Headlines, Human Rights, Latin America & the Caribbean

RIGHTS-HONDURAS: Debate Rages Over Reach of Amnesty

Thelma Mejia

TEGUCIGALPA, Sep 16 1998 (IPS) - Debate is raging in Honduras over whether an amnesty issued for leftist guerrillas in Honduras in 1990 should be applied to members of the military who committed human rights violations in the 1980s.

While the government and its supporters argue that the amnesty should be extended to the military, human rights activists insist that a state cannot pardon itself for crimes it commits.

An official report issued by the governmental Human Rights Commission in 1994 recognised that security forces were responsible for the forced disappearance of 184 people in the 1980s.

The president of Congress, Rafael Pineda, a strong contender for the governing National Party’s presidential nomination, said Wednesday that “the spirit of the (1990) amnesty is broad and unconditional, and while its application must be considered on a case-by-case basis, I believe it should cover the military in order to bury a history of pain and suffering once and for all.”

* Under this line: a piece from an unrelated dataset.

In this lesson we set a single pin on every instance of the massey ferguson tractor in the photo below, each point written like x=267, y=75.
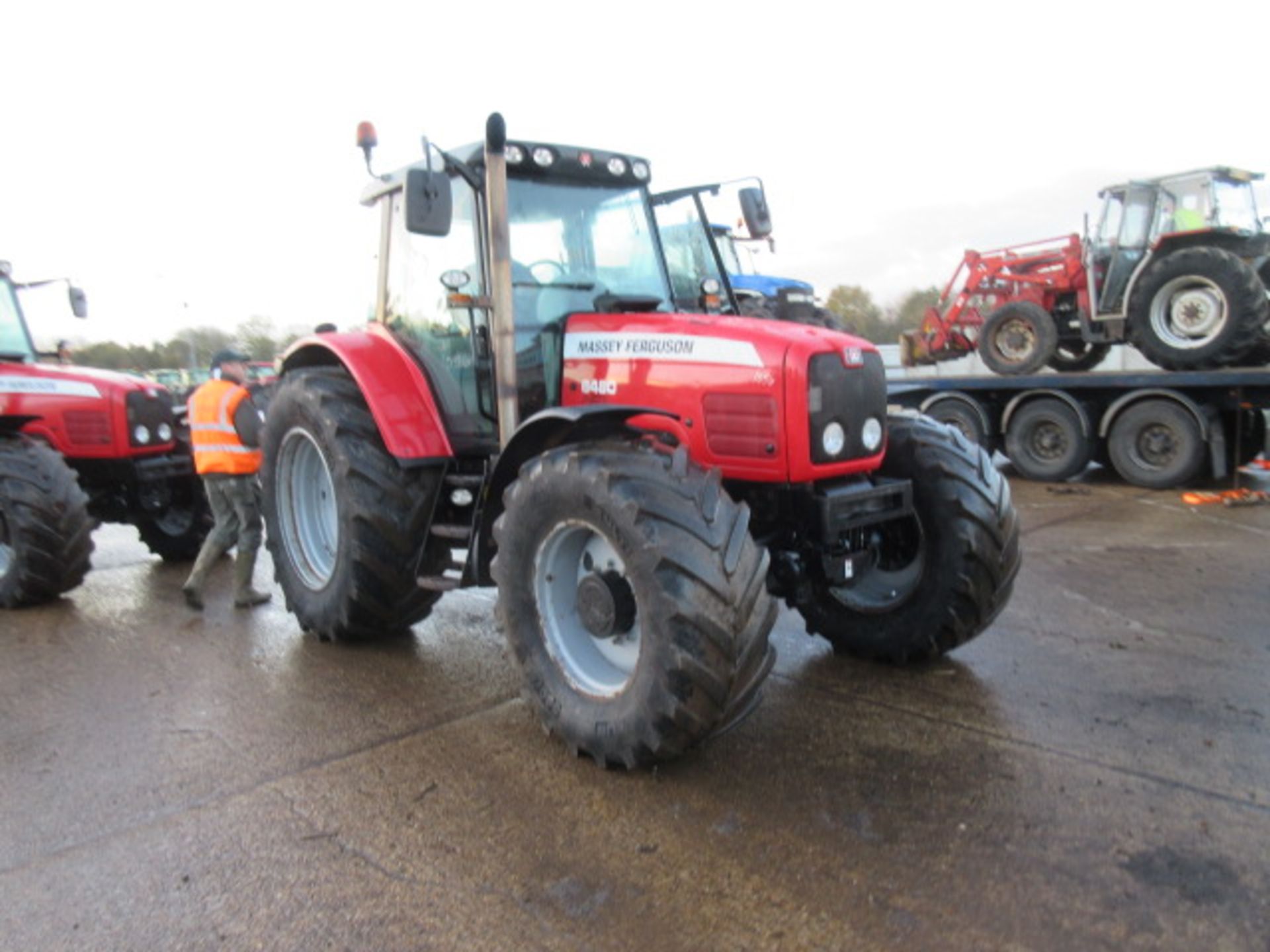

Pineda argued that the amnesty “was approved for those who engaged in criminal activity in protest against the government as well as for members of the military who committed crimes in defence of the established system.”

Presidential adviser Jorge Arturo Reina, former president Carlos Reina’s (1994-98) brother and one-time leftist leader, also said Wednesday that the country should focus on creating a climate of reconciliation, in which the spirit of the amnesty approved in 1990 “was very broad.”

“I believe it is time for a fair interpretation,” he added, referring to an expansion of the amnesty to members of the military who committed rights violations.

The executive branch is interested in seeing justice administered, and if the courts decide that the amnesty is to be applied to members of the military who violated human rights, “they should present themselves before the courts without fear, because it will be the law which will have the last word,” said Reina.

But the government’s position has drawn a storm of criticism from activists, who accuse it of attempting to protect officers who have committed human rights abuses and are currently fugitive from justice.

One of them, former captain Billy Joya, who is living in Spain, is about to be extradited to Honduras to be tried for his role in the abduction and torture of six university students in 1982, who were released due to the fast action of human rights groups.

Joya, who confessed to having participated in the kidnapping, told a Honduran TV station last week that an amnesty and an “impartial” trial were conditions for his return, rousing the ire of human rights groups, the attorney-general’s office and several judges.

Honduran Attorney-General Edmundo Orellana called the conditions set by Joya an “insult” to democracy. “When he arrives, you had better be sure that he will not enjoy any privileges, because he is a confessed criminal and everyone is equal before the law,” he stressed.

But the possibility of an amnesty to “close” the chapter of forced disappearances in Honduras is gaining strength, as is the increasingly widespread view that the government is intent on releasing the military from its appointment with justice.

Bertha Oliva, with the Committee of Family members of the Detained-Disappeared in Honduras, told IPS that announcements that the amnesty could be applied to the military demonstrated that “political pacts weigh more than the facts and the thirst for justice.”

“We are opposed to the broadened application of the decree, which clearly states that it was drawn up to benefit armed leftist groups that committed political crimes,” she underlined. “The crimes committed by the military were common crimes, which cannot be amnestied.”

Oliva said that if the amnesty were stretched to cover the military, the country would be brought before the Inter-American Court of Human Rights based in San Jose, Costa Rica, because “a State cannot pardon itself for the crimes it commits…and the military acted in the name of the State.”

Until recently, the government maintained that it was up to the judges to interpret whether the 1990 amnesty was to be applied to the military.

But when the courts began to find officers guilty of human rights violations, the armed forces complained that they had become the victims of “injustice and partiality,” and many officers fled the country. Thirteen remain at large, including Joya.